翌2017年の夏、夏びらきフェス@福岡会場に彼らの出演が決まり、たまたまJetstarのセールの都合が合って名古屋から参加することができた。着替えを持っていくのを忘れて服が汗でビチョビチョになってしまったので、「もう物販でシャツでも買うか」と思って物販ブースに行ったら、コヤマシュウとMOBYがブースにいた。

「昔からずっとライブ行ってたんですけど、一時期あんまり行かなくなっちゃって、でも最近また行くようになりました。今日も名古屋から来ました」

とコヤマシュウに伝えたら、

「いつでも帰ってこいよ、俺たちはいつでも待ってるからよ」

と応えてくれて、ただただ、嬉しかった。

売れないバンドマン

冒頭にも書いた通り、SCOOBIE DOはもう結成から25年を経過した円熟味のあるベテランバンドだ。実力は十分、ライブ職人として音楽業界のクリエイターからの誉れも高い。しかし他人にSCOOBIE DOのことを語る機会も随分減ったけれど、相変わらず「誰?」「名前は聴いたことある」という返事しか聞かない。自分の行動圏が狭い/偏ってるだけなのかもしれないが……。

まあ、とにかく売れない。決してこれはディスとかではなく、おそらく昔からSCOOBIE DOを応援しているファンなら誰しも感じていることだと思う。いつかエレカシや竹原ピストルみたいなことが起きたらいいのにな、と思いながらも、実際そんなことになったらやっぱり寂しくなっちゃうのかな。でもやっぱり売れてほしい。

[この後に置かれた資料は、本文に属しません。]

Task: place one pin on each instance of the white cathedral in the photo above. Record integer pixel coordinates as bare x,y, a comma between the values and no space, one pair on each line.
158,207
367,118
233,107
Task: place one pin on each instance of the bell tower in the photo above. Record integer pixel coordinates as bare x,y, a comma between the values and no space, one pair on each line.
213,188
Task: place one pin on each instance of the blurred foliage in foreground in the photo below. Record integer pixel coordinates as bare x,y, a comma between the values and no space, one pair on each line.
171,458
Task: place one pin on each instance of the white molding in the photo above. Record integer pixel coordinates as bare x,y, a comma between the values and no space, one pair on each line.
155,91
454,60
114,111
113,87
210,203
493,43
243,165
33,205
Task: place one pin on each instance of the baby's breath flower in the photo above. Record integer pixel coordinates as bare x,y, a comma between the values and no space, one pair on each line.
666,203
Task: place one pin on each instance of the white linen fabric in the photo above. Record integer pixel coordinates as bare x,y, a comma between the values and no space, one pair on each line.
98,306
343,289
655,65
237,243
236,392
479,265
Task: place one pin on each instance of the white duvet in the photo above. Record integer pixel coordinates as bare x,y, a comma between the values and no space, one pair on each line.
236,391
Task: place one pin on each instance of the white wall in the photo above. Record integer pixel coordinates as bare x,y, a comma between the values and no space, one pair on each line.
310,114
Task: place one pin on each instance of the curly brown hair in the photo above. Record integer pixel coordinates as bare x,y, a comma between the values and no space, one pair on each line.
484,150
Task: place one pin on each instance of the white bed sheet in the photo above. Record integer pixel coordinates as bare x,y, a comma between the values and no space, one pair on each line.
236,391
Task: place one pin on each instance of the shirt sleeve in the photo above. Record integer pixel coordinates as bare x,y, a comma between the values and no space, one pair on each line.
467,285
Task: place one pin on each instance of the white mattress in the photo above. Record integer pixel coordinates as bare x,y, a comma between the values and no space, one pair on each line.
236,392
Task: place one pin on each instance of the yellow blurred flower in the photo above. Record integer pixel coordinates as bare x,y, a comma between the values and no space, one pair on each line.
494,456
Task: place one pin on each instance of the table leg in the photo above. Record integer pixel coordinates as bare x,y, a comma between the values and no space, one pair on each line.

福岡での再会から時間が経って、最近はまた少し離れ気味だ。でもやっぱりぼくの人生で一番最初に出会った、一番好きなアーティストであることは変わらない。ぼくにとってSCOOBIE DO、FUNKY4とは、人生で一番最初に出会った『カッコいい大人』だったのだと思う――ぼくもいつの間にか、ぼくが初めて出会ったときの彼らと同じ年代になっていたけど、なかなか彼らのようなカッコいい大人にはなれていない。